Au Soudan, c'est un cauchemar sans fin. Depuis avril deux mille vingt-trois, la guerre civile entre les Forces armées soudanaises (SAF) de Abdel Fattah al-Burhan et les Forces de soutien rapide (RSF) de Mohamed Hamdan Dagalo – alias Hemedti – a transformé le pays en un charnier géant.
Des dizaines de milliers de morts, cinq millions de déplacés internes, et une famine qui guette seize millions de personnes. Khartoum est un fantôme bombardé, avec des hôpitaux en ruines et des enfants qui meurent de faim sous les balles.
Hier, l'ONU a encore lancé l'alerte : sans aide massive, c'est un génocide lent qui se profile. Et là, en plein milieu de ce chaos, la France sort du bois. Ce lundi trois novembre, Jean-Noël Barrot, le ministre de l'Europe et des Affaires étrangères – un centriste frais nommé cet été dans le gouvernement Lecornu II –, a tenu une conférence de presse au Quai d'Orsay.

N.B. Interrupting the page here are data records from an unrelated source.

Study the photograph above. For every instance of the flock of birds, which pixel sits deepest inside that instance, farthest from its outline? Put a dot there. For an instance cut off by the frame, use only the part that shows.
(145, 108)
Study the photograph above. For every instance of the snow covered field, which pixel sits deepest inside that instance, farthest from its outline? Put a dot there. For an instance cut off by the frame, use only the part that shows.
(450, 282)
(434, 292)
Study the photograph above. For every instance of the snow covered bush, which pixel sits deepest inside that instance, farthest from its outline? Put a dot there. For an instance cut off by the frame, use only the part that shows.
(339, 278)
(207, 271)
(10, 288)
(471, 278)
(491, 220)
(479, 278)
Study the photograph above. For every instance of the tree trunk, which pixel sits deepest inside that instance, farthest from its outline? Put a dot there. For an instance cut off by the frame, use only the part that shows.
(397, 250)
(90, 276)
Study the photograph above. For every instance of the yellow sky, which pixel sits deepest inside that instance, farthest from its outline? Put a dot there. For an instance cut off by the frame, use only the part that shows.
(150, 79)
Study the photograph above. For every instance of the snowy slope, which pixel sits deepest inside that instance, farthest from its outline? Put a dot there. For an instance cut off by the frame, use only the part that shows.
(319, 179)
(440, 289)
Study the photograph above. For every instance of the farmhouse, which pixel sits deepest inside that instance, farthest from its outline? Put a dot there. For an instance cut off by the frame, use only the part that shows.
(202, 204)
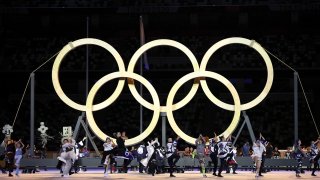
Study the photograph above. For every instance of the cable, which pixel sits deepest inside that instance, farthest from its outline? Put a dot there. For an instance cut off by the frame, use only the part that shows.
(25, 89)
(300, 82)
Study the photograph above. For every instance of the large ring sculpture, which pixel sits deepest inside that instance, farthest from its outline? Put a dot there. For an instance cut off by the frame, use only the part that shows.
(199, 73)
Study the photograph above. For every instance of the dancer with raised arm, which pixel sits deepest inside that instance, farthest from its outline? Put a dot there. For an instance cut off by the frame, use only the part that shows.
(258, 149)
(315, 155)
(108, 146)
(172, 154)
(201, 144)
(18, 155)
(214, 153)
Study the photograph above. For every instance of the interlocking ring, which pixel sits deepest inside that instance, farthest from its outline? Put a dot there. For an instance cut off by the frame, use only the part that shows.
(260, 50)
(64, 52)
(199, 73)
(105, 79)
(163, 42)
(180, 82)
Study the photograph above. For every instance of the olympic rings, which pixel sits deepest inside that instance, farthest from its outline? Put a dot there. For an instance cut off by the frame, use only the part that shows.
(255, 46)
(199, 72)
(180, 82)
(56, 66)
(163, 42)
(106, 78)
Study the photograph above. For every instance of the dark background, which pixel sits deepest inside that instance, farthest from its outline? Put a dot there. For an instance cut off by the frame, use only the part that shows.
(32, 32)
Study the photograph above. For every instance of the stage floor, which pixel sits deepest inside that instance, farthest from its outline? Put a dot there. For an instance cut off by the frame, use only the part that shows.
(97, 174)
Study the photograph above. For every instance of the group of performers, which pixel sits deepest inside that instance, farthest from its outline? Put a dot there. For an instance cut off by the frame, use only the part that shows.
(151, 156)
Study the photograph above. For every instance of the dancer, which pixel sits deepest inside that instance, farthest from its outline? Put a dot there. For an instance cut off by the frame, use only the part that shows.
(263, 158)
(214, 153)
(10, 152)
(258, 149)
(141, 154)
(222, 154)
(121, 151)
(152, 163)
(172, 154)
(201, 144)
(107, 151)
(67, 155)
(315, 155)
(298, 155)
(18, 156)
(230, 160)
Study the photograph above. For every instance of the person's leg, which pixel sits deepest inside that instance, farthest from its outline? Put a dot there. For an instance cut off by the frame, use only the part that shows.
(235, 167)
(258, 166)
(299, 166)
(262, 165)
(170, 162)
(202, 166)
(214, 160)
(222, 165)
(17, 160)
(315, 164)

J'appelle solennellement les belligérants à un cessez-le-feu immédiat et inconditionnel, a-t-il déclaré, la voix grave, devant une forêt de micros. La France condamne ces atrocités et se mobilise pour une médiation urgente, aux côtés de nos partenaires africains et arabes.
Barrot, ancien banquier de cinquante-trois ans passé par les bancs de Sciences Po, a promis une aide humanitaire renforcée – vingt millions d'euros supplémentaires, dit-il – et des sanctions ciblées contre les chefs de guerre.

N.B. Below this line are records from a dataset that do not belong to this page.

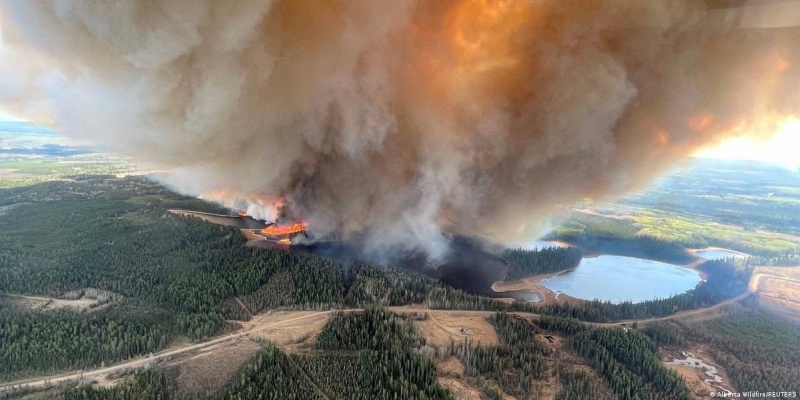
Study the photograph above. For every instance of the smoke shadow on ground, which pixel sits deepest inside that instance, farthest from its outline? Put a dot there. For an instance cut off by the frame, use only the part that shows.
(471, 264)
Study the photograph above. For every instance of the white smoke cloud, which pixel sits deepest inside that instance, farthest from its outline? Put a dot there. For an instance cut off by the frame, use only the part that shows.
(400, 120)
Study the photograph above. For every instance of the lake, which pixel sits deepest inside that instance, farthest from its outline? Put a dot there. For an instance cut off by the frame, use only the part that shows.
(617, 279)
(718, 254)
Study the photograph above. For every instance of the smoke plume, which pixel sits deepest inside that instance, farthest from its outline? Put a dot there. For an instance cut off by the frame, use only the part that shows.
(401, 120)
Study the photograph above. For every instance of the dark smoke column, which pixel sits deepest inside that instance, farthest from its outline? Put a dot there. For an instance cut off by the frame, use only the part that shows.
(403, 120)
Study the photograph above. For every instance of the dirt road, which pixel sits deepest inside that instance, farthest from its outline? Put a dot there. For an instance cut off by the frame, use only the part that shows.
(142, 361)
(243, 334)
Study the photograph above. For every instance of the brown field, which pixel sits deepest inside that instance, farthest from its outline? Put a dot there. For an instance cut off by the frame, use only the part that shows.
(48, 303)
(695, 377)
(532, 285)
(441, 327)
(778, 289)
(460, 389)
(292, 334)
(204, 374)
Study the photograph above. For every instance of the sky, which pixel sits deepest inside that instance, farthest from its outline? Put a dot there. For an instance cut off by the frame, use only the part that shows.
(782, 149)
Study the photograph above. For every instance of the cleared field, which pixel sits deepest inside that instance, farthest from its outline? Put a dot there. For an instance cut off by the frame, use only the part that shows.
(288, 329)
(48, 303)
(532, 285)
(698, 379)
(442, 327)
(202, 375)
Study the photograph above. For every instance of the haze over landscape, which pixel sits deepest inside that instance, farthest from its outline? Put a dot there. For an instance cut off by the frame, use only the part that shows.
(460, 199)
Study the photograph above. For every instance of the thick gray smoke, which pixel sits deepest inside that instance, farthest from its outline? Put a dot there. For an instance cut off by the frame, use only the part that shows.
(402, 120)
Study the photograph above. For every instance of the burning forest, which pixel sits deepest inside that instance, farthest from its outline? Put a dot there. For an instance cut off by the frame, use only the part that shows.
(403, 122)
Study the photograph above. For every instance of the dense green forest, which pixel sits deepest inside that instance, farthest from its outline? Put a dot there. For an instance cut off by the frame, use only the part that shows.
(758, 351)
(524, 263)
(145, 383)
(516, 363)
(366, 355)
(577, 385)
(602, 235)
(626, 359)
(175, 275)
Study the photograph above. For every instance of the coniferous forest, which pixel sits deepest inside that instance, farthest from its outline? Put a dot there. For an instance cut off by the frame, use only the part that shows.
(164, 279)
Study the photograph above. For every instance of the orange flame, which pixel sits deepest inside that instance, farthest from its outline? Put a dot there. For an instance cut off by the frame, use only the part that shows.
(281, 230)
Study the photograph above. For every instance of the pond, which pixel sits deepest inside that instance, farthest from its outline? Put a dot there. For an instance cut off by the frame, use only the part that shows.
(618, 279)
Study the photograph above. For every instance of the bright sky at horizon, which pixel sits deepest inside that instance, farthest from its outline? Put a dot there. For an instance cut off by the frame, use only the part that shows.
(781, 149)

Un discours bien rodé, avec des références à la résolution de l'ONU deux mille soixante-quinze et un clin d'œil à l'Union africaine.

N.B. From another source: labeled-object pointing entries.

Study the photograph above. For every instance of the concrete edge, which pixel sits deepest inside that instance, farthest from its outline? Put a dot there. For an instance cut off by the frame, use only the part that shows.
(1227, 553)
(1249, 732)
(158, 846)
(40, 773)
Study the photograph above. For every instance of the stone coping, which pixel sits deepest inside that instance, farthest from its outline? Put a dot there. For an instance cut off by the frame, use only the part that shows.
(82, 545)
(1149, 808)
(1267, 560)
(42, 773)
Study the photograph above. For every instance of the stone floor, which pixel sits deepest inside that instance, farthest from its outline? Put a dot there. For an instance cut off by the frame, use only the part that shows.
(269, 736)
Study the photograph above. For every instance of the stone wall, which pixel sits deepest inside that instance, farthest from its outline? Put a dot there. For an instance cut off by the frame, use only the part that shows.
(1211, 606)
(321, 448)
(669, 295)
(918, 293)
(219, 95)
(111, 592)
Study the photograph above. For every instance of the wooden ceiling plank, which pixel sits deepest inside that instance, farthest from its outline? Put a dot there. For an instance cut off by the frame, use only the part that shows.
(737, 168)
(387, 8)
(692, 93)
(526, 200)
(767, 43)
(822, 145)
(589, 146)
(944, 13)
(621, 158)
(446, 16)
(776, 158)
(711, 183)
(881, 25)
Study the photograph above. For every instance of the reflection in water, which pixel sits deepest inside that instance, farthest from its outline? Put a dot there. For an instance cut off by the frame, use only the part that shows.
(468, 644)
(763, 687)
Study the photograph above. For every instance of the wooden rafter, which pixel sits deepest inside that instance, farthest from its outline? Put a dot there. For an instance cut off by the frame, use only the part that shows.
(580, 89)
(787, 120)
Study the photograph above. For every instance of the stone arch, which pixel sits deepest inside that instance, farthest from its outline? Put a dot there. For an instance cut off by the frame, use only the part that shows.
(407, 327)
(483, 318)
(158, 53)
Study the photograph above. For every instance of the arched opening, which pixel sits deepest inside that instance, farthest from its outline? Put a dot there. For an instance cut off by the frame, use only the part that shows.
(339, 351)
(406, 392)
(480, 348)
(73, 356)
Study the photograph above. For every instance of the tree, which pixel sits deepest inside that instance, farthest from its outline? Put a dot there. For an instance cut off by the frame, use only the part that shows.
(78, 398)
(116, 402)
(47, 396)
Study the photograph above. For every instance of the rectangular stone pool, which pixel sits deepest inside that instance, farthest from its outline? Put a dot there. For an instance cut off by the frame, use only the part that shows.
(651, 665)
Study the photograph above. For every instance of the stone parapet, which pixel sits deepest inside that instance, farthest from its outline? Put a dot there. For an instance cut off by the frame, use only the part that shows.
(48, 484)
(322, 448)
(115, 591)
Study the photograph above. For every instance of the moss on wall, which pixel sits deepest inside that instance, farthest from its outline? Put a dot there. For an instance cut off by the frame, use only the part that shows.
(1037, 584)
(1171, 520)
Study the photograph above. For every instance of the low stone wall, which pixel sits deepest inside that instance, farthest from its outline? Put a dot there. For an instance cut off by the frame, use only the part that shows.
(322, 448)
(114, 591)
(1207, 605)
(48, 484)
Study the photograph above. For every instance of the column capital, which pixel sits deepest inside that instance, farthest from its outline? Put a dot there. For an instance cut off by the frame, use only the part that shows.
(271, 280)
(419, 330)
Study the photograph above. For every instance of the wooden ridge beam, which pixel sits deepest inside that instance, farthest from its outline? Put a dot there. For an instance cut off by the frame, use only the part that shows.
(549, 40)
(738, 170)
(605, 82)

Mais franchement, à quoi bon ? La France, qui se pose en grande moralisatrice internationale, n'a plus un gramme de crédibilité en Afrique.
Regardez les faits : au Mali, au Niger, au Burkina Faso, les juntes militaires nous ont virés manu militari ces deux dernières années. Finis les soldats de Barkhane, rappelez-vous – évacués en queue de poisson après des années de présence contestée.
Françafrique rime aujourd'hui avec néocolonialisme pour beaucoup, et les drapeaux tricolores ont laissé place aux uniformes russes ou turcs.
Au Soudan même, Paris n'a plus de levier : nos diplomates ont été confinés à l'ambassade de Khartoum depuis le début du conflit, et nos appels à la paix tombent dans le vide, comme des pétales sur un champ de mines.
Et puis, soyons lucides : où est la France quand il s'agit de ses alliés prioritaires ?
En Ukraine, on envoie des milliards et des missiles, en Israël, la France est la risée du monde, se contentant des miettes des résolutions entre Donald Trump et Benyamin Netanyahu.
Mais au Soudan, ce géant africain de quarante-cinq millions d'âmes, on se contente de mots.
Barrot parle de médiation, mais qui va l'écouter ? Les Russes, qui arment les RSF via Wagner ? Les Émirats, qui financent Hemedti pour ses mines d'or ? Ou les Saadiens, qui soutiennent Burhan pour leur port de mer Rouge ?
Non, c'est de la posture pure, un exercice de communication pour meubler les JT avant le G20. Une façon de dire on est toujours là, même si personne ne nous invite à la table.
Les experts le disent sans fard. La France parle fort, mais agit peu en Afrique subsaharienne depuis le retrait du Sahel, analyse un chercheur à l'IRIS.
Et sur X, alias Twitter, c'est la bronca : Barrot nous fait rire – on nous met dehors en Afrique, et on donne des leçons ? #FrançafriqueMort, tweete un activiste nigérien.
Même à gauche, on grince : Hypocrisie macroniste, lâche un député LFI, rappelant que Paris a tardé à condamner les massacres ethniques contre les Masalit au Darfour.
Pourtant, l'horreur mérite mieux que des sermons.
À Port-Soudan, les camps regorgent de réfugiés qui fuient les viols systématiques des RSF ; à Gezira, les barrages aériens des SAF ont tué cent vingt civils en une semaine. L'ONU estime à neuf millions le nombre d'enfants en danger.
Et la France, avec son Conseil de sécurité permanent, pourrait pousser pour un embargo sur les armes – mais non, on préfère les appels pieux.
Barrot a conclu sa conf' par un appel à l'unité internationale : Le Soudan ne peut pas attendre. Vrai.
Mais tant que Paris reste perçu comme un tuteur déchu, ces mots sonnent creux.
Peut-être qu'il est temps d'arrêter les leçons et de laisser l'Afrique régler ses crises – avec un soutien discret, pas des discours ronflants. Sinon, on risque de finir comme ces généraux soudanais : isolés, et bientôt oubliés.